Soulbound Series
Some worlds are not born — they are broken into existence.
Ard has never known a life that belonged to him. Raised in servitude and discarded by a society that decided his worth before he could understand it, he has spent eighteen years waiting for something to change. On the night it finally does, it doesn't arrive as salvation — it arrives as blood, a river, and a fall into darkness that should have killed him.
It doesn't.
What pulls him back is something he cannot name. What waits on the other side is a world far stranger than the village that tried to swallow him whole — a world called Brand, fractured across countless realms, held together by barriers, gates, and the quiet understanding that some things are better kept apart.
That understanding is beginning to fail.
Beneath the city of Aquos, a cult moves in the dark, methodical and patient, working to bring down the one thing standing between a civilisation and the ocean that would erase it. Beyond them, further out in the spaces between worlds, something older and more deliberate pulls at the seams of reality — a dark god's hand reaching toward chaos, toward merger, toward an age in which every border collapses and every world bleeds into the next.

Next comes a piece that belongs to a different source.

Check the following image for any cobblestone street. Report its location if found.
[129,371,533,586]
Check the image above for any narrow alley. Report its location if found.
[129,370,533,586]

Ard knows none of this yet. He knows only that he is alive when he shouldn't be, that something spoke to him in the dark at the bottom of a lake, and that power — real power, the kind that lets a person choose — is the only thing worth chasing in a world that has spent his entire life choosing for him.
But Brand remembers its catastrophes. In the places where great things have fallen, where battles were fought and sacrifices made and souls spent beyond their limit, the land holds the memory — echoes of destruction that still ripple outward centuries later, waiting for someone to find them. Waiting for someone who can.
The raven keeps appearing. The voice in the dark has a name now. And the dead, it turns out, do not always stay quiet.
Some answers in Brand arrive dressed as consequences. Ard is only beginning to understand the cost of the questions he's already asked.